While I act embarks on a new partnership with Sam Altman of Openai, here is an overview of the way he has become one of the best known technological designers in the world, with the help of an icon of Silicon Valley.

IVE joined Apple in 1992 after graduating from Newcastle Polytechnic, now Northumbria University, in the United Kingdom and began its career by creating its own design business, Tangerine, according to biography Steve Jobs by Walter Isaacson. After Tangerine obtained a contract with Apple, IVE moved to Cupertino, California, London to take a job in the design department, where the young designer quickly went up the ranks and became head of the department in 1996.

However, Ive was not happy, and in fact, he plans to stop. Under the then CEO, Gil Amelio, IVE estimated that the company focused too much on profits, and its designers had to spit models for the outside of products, while engineers made inside the products also work at lower cost as possible.

This dynamic changed when the co -founder Steve Jobs returned in 1997 after being ousted more than a decade before. In one of his first discussions with the employees, Isaacson wrote, IVE remembered that jobs specifically said that the company's mission was “not only to earn money but to make excellent products”. To hear this message convinced 4th to stay.

While Jobs first looked outside Apple for a design partner, he liked IVE for his seriousness during a visit to the Apple design department, Isaacson wrote.

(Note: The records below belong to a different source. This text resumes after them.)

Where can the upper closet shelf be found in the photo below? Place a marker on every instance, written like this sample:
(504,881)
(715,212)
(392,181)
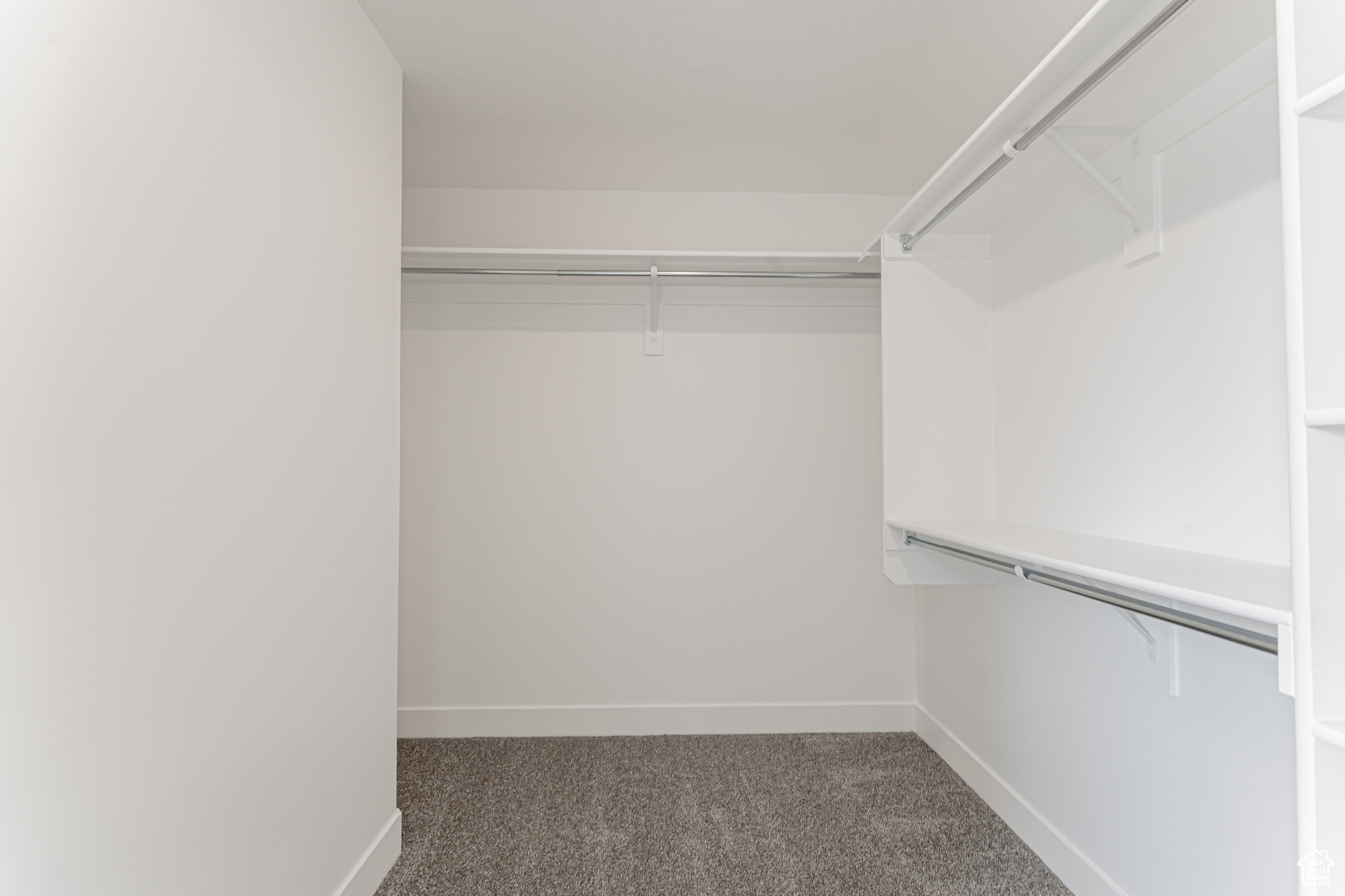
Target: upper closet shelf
(635,259)
(1327,101)
(1241,587)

“We have discussed approaches to forms and materials,” IVE told Isaacson. “We were on the same wavelength. I suddenly understood why I loved the business. ”

Jobs, for his part, has developed a special link with IVE despite their age difference, wrote Isaacson. The designer, who was supposed to appear at the head of the material division, later became a frequent visitor to the Jobs house and regularly lunch with the CEO. The often very critical jobs even seemed to spare the worst of its explosions.

“Most people in Steve's life are replaceable. But not Jony,” Steve Jobs widow told Isaacson.

Their admiration was mutual. D'IVE, JOBS said to Isaacson: “He obtains the overview as well as the most infinitesimal details on each product. And he understands that Apple is a product company. It is not only a designer.”

IVE stayed at Apple for almost a decade after the death death and left the company in 2019 to help start a design business, Lovefrom.

Two years ago, Lovefrom started to work with Openai, and a year ago, IVE a co -founded IO, a startup focused on the construction of native AI devices.

Now OPENAI acquires IO as part of an agreement of $ 6.5 billion announced last week, when trying to rely on its successful design success with new AI native devices.

We do not know exactly what position 4 will take to Openai. But in a statement Signed by IVE and Altman, the couple said that Lovefrom d'Ive “will assume a deep conception and creative responsibilities through Openai”.

Openai did not immediately respond to FortuneComment request.

The IVE team in their startup IO has also apparently started working on an Ai unnamed gadget wrapped in secrets, and Altman is impressed.

“Jony recently gave me one of the prototypes of the aircraft for the first time for the first time and I was able to live with it, and I think it is the coolest play that the world has ever seen,” Altman said in a video announcing the new acquisition.

By teaming up with Openai, he can also join another dynamic duo, this time with Altman – another leader in influential technology, but 28 years of age junior.